For one particular set of rebellious have-nots, the Armenians of the Caucasian region in northeastern Turkey, 8 April 1915 marked the beginning of a terrible end. On that day, the Ottoman Army and government began enforced deportations of Armenians from the Caucasus, officially inaugurating a series of measures that have been variously and controversially described as genocide or simple resettlement, but are generally known in Western Europe as the Armenian Massacres.
According to neutral estimates, between 1 and 1.5 million Armenians were living in Ottoman Turkey at the start of the War, and another million or so were living across the frontier with Russia. Unlike their traditional enemies, the Kurds, and other large ethnic minorities inside the Ottoman Empire, the Armenians had no recognised homeland, but the majority were scattered near the Russian border. The Russian Empire had been encouraging a surge in Armenian nationalism since the turn of the century, arming and supplying a number of minor revolts before 1914, and trouble erupted in the region after the Ottoman government refused demands for an Armenian national congress in October 1914.
Most moderate Armenian leaders fled to Bulgaria at this point, but the more extreme nationalists crossed the frontier and formed a rebel division using Russian equipment. This force invaded in December, and killed an estimated 120,000 non-Armenians in an extended rampage around the northeastern Caucasus while Ottoman forces were busy preparing and carrying out their own offensive into Russia. As the campaigning season of 1915 got underway on the Caucasian Front, armed Armenian rebels were still at large in the frontier zones and the Ottoman government in Constantinople, with some justification, regarded the region’s Armenians in general as solidly pro-Russian. The deportations that began on April 8 were intended to clear the battlefront of hostile elements.
Whether or not the government intended this as the beginning of an attempt at genocide – a matter of searing controversy to this day, and not something I’m fit to judge – that’s essentially what happened. By June all non-Muslim civilians were required by law to take up ‘duties’ near the Empire’s battlefronts, but this was doublespeak for relocation to areas under firm military supervision, and exemptions effectively restricted the order to Orthodox and Protestant Armenians in the Caucasus. Deportations continued until late 1916, and deportees were often appallingly treated. Many were given only hours to prepare for long journeys without transport or protection to resettlement regions that were usually infertile or poorly supplied. Thousands of Armenians died of starvation or exposure, thousands more were killed by hostile (usually Kurdish) tribesmen, and there is no doubt that at least some Ottoman officials colluded in the slaughter in search of a ‘final solution’ to the Armenian question.

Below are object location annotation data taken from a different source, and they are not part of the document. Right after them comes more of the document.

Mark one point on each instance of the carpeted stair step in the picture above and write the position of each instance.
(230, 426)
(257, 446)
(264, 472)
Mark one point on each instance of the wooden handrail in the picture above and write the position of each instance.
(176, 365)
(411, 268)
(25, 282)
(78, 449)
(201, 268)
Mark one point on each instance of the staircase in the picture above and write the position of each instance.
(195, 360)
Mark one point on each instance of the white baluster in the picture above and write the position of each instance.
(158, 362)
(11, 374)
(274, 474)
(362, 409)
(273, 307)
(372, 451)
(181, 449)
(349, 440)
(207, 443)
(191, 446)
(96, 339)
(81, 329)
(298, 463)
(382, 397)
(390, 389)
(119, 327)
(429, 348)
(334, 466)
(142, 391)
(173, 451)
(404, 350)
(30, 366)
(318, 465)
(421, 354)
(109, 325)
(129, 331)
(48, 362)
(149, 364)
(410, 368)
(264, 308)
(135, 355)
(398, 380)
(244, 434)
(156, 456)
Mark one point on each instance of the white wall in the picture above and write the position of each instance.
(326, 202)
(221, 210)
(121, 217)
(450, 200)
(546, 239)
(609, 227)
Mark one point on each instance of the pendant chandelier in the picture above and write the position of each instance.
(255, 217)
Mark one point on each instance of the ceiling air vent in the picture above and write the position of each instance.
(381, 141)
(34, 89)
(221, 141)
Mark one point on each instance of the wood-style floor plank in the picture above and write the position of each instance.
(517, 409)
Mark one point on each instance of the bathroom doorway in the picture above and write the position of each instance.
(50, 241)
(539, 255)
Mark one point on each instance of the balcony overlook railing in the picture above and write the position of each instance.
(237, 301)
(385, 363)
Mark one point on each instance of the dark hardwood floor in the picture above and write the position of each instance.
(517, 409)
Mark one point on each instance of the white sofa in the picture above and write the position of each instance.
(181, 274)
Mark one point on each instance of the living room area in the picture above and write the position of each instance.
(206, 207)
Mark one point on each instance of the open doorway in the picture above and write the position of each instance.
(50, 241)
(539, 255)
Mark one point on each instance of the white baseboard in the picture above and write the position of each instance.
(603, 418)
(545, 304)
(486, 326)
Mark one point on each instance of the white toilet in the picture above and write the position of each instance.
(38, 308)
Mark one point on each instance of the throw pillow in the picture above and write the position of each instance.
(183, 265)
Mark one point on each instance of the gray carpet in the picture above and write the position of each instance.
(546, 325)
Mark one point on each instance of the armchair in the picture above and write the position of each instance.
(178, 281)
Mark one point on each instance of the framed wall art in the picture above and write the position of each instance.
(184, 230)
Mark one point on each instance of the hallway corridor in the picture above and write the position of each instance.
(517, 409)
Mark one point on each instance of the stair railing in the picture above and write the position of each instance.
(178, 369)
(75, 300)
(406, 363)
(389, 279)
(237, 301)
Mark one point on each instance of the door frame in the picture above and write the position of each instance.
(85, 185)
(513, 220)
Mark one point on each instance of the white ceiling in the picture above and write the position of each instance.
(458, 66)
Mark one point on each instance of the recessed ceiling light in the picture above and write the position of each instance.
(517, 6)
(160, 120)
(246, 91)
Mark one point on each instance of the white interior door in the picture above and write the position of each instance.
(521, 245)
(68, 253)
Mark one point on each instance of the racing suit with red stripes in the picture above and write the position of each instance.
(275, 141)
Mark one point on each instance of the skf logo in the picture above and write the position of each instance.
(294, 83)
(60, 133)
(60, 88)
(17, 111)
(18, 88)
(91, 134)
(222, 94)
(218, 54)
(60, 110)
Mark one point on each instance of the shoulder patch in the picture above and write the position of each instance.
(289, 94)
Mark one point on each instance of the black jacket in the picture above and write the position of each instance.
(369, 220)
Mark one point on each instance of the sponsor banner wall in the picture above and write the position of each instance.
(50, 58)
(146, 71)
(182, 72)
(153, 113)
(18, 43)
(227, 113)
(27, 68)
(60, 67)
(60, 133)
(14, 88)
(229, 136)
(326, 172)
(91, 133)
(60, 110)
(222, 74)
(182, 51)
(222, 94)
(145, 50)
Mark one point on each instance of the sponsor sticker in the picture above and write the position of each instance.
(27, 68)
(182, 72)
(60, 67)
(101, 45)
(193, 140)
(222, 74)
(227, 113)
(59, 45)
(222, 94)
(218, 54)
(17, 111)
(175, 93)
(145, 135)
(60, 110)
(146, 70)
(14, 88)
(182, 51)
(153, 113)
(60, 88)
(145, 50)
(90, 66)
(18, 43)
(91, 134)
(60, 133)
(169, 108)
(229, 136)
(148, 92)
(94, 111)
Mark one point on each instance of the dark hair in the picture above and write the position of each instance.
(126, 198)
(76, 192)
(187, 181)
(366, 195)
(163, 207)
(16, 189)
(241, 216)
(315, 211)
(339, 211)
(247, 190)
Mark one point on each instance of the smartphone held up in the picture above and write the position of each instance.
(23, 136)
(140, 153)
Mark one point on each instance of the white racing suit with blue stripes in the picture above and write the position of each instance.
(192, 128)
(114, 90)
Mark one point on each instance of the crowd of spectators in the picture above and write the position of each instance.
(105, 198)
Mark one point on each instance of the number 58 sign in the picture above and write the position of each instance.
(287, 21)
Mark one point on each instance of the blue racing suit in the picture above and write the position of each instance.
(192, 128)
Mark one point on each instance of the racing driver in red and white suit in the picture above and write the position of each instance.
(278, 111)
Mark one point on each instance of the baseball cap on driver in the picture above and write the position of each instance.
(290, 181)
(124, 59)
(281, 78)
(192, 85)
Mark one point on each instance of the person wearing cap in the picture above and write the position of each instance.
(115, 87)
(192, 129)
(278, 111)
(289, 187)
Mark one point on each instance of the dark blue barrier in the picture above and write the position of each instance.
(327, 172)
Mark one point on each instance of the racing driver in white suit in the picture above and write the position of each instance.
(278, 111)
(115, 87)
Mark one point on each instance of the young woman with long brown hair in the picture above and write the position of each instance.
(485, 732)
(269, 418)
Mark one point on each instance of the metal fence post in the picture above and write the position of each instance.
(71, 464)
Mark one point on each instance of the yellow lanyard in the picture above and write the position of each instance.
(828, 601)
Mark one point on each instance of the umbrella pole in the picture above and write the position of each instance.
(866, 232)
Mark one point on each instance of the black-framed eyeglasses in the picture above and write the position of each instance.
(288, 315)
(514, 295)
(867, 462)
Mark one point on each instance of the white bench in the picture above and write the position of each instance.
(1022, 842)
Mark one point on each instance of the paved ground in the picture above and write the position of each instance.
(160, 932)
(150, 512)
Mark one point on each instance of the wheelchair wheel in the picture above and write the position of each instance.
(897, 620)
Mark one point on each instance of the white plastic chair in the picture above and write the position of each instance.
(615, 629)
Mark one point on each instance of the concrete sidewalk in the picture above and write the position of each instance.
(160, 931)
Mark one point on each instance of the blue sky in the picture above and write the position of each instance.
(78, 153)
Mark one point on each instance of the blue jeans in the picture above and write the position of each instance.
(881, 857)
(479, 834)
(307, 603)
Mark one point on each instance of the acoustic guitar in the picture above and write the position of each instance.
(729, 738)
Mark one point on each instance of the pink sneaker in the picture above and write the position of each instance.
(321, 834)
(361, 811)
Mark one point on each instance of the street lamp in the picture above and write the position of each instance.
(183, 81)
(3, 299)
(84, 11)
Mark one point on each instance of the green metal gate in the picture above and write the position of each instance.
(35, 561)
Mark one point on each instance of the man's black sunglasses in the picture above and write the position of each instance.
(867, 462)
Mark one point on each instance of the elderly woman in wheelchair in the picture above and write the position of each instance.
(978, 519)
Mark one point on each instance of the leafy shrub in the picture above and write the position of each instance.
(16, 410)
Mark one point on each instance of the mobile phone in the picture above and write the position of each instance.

This particular small and nasty war swiftly became part of the wider War as news of the deportations was released through Armenian contacts with the Western press, especially strong in the USA. Entente propaganda went on to claim that the ‘massacres’ had killed a million Armenians, while the Ottoman regime blamed supply and transport shortages for 300,000 deaths. Modern estimates put the figure at around 600,000, but are essentially a matter of educated guesswork. The same is true of the numbers killed in subsequent ethnic warfare around a fluctuating Caucasian Front, which resumed in 1917 and continued into 1918, and of the thousands more who died trying to return to their homes after an exhausted Ottoman regime and a new Armenian Republic signed the Treaty of Batum on 24 May 1918.
The Armenian Massacres, or whatever you want to call them, are hardly forgotten history, ongoing controversy about numbers and motives has seen to that. But if you’re inclined to dismiss the catastrophe as a footnote to the First World War, it’s probably worth remembering that overall Armenian casualties in this nasty war within a war were on a very similar scale to those suffered by the entire British Empire.